Sweep net collection of native armyworm from grasses near Georgetown

Table 2. Migrant pest species that build up in a wet winter-spring.

Pest Examples of known hosts/conditions that favour build up in source regions
Green mirids Native wildflowers and herbs
Helicoverpa punctigera

(native budworm)

Wide range of native species e.g. wildflowers
Locusts and grasshoppers Range of native grasses and broadleaf herbs
Native armyworm

e.g. common armyworm

Native grasses
Rutherglen bug Unknown

There are additional drivers that determine how severe outbreaks of migrant species will be in any season – a build-up in source regions alone is not enough. In combination with the build-up, there needs to be a subsequent deterioration in the quality or availability of hosts in the source regions (as it gets hotter and drier in spring), plus suitable meteorological conditions that transport the insects into cropping regions.

And it’s not just pests…

Predators and parasitoids are also likely to be active earlier and in higher numbers following a wet winter and spring.

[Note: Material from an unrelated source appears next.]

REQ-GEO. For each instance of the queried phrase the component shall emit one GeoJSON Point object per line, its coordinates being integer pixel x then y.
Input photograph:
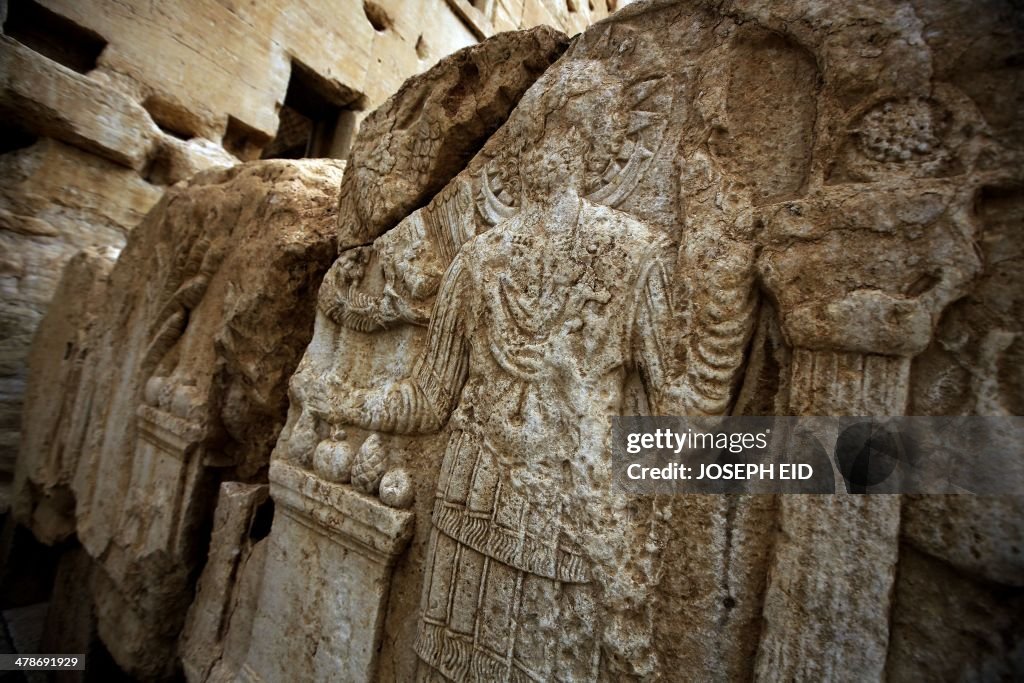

They too are advantaged by warmer temperatures and an early availability of prey/hosts. With the outbreak of native armyworm in winter cereals, we can expect to see early activity of parasitoid wasps like Cotesia in summer crops. Cotesia will parasitise several caterpillar pests, including fall armyworm and helicoverpa.

In wetter seasons, diseases (fungi, NPV, bacteria, nematodes) are also likely to be prevalent. Moist conditions favour many of these, and rain splash helps to spread them from the soil onto plants, and around the plant from infected individuals.